"I don't care," she said, doggedly; "when you begin you've got to put up something. I'm putting up my time. If I come out even—"
"You won't," he prophesied.
"Your old dames are coming to-morrow," she said. She had fastened Zip to the umbrella-rack and was sitting on her office table, showing a candid and very pretty leg in a thin silk stocking; she looked at him with the unselfconscious gaze of a child.
"They are to arrive at five, and I'm scared to death for fear that the walk to the Episcopal church is six feet short of half a mile! I wish I had a motor to run around and look at places. Don't you think, as an investment, I could have a motor?"
"I do not!" he said. "Maitland made that alarming suggestion, and I told him not to put such ideas into your head."
"He's on the track of three Ohio girls who want five rooms and a bath, for light housekeeping, furnished. He's going to haul me round in his go-cart to look at some flats. Trouble is, I can't charge my full commission—they're poor. Students at the College of Elocution. Why do girls always want to elocute?"
"Why do they want to run real-estate offices? It's the same thing. Strikes me Howard hauls you round in his go-cart a good deal."

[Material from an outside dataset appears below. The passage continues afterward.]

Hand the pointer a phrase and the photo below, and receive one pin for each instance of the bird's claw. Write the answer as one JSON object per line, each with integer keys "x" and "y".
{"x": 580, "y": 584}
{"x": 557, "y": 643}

She shrieked with laughter. "Nothing doing! Nothing doing! I see your little hopeful thought. You've got me on your shoulders, like the aged Anchises, and you hoped that Howard might come to the rescue. Mr. Weston, I suppose your aunts, or cousins, or whatever they are, think I'm a freak?"
"Well, you are," he said; "I'll tell you what they think: they think (not having seen you) that you are a 'sweet girl who is doing something very kind for two old ladies.'"
"A 'sweet girl'! Me, a 'sweet girl'?"